The idea that Yousef might have been facing the same pressures was a new one, and I found myself looking at him differently. That his parents hounded him about marriage struck me as impossible. He was young; he had plenty of time for all that. More than that, he was a man. Unlike me, his eligibility didn’t plummet further each year. If anything, he would become more desirable as more and more women remained single for longer. Why were they, our parents, so eager to push our lives forward? Why were they so keen to see the next phases of our lives start? What if there was no next phase? Certainly there were people – even here, where being alone struck such fear into the chest – who never found anyone to share their lives. Surrounded as we were by the divorced and cheated on and jilted, all slinking back to the family home, often with multiple children in tow, was it even worth it?

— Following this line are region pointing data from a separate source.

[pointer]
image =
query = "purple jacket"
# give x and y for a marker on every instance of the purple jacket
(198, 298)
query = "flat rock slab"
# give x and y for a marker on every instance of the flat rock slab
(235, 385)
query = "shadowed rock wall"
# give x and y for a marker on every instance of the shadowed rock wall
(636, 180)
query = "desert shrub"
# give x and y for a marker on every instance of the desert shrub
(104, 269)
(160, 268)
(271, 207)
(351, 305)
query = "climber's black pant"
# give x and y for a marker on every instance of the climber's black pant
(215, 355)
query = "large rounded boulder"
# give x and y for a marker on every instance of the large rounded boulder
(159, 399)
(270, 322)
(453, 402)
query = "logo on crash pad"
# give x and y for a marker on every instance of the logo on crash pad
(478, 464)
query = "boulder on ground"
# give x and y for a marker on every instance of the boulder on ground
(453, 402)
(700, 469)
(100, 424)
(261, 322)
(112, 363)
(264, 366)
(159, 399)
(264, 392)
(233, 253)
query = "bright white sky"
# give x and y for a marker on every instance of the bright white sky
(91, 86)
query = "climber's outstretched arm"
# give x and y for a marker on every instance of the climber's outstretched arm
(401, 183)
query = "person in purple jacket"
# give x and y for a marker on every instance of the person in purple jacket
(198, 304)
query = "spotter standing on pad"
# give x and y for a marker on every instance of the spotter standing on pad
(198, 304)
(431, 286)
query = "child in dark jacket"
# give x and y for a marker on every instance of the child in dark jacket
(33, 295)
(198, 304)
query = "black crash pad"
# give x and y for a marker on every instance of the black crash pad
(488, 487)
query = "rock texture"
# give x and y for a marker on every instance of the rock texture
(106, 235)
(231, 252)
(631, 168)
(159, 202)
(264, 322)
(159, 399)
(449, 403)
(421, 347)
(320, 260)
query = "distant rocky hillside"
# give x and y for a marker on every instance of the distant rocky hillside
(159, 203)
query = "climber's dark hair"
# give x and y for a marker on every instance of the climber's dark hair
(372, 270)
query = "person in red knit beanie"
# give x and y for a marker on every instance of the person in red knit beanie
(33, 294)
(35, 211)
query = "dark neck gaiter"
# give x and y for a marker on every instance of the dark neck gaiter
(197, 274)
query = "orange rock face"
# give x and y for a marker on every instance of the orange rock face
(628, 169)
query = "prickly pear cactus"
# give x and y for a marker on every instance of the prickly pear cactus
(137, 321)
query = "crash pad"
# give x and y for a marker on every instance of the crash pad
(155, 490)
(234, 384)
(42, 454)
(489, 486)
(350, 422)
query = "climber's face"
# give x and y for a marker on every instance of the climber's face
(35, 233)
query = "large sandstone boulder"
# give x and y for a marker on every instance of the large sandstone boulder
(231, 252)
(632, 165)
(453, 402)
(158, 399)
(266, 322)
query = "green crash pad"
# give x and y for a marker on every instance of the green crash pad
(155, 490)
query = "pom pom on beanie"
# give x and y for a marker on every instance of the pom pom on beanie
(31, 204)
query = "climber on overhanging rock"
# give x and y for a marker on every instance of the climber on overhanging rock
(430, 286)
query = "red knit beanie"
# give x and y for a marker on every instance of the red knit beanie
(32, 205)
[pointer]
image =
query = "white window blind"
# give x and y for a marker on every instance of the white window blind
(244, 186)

Did it not make more sense to just give up on the whole enterprise?
11
Tantalus
My mother went to the market every Saturday to load up on provisions for the week ahead. She loved it – scrutinizing the fruits and vegetables, haggling over the price of fish and meat, seeing what spices and oils were on offer. On Saturdays she could pretend all was in order with the world, she could pretend there was nothing for her to worry about. She headed out early to ensure she was home by the time the noon prayer was called.
Finally dragging myself from the warm covers, my coffee and I joined Baba in the yard. I settled in my wicker chair while he surveyed his kingdom. The tomcat had been in the herbs again, but my father didn’t seem as annoyed by it; he just shook his head and repositioned the nets. It was overcast, not as nice as it had been. The sky was a suede blue, tentative and blobby with clouds, sun barely peeking through. It felt like spring was coming to an early end; it had been a mild one.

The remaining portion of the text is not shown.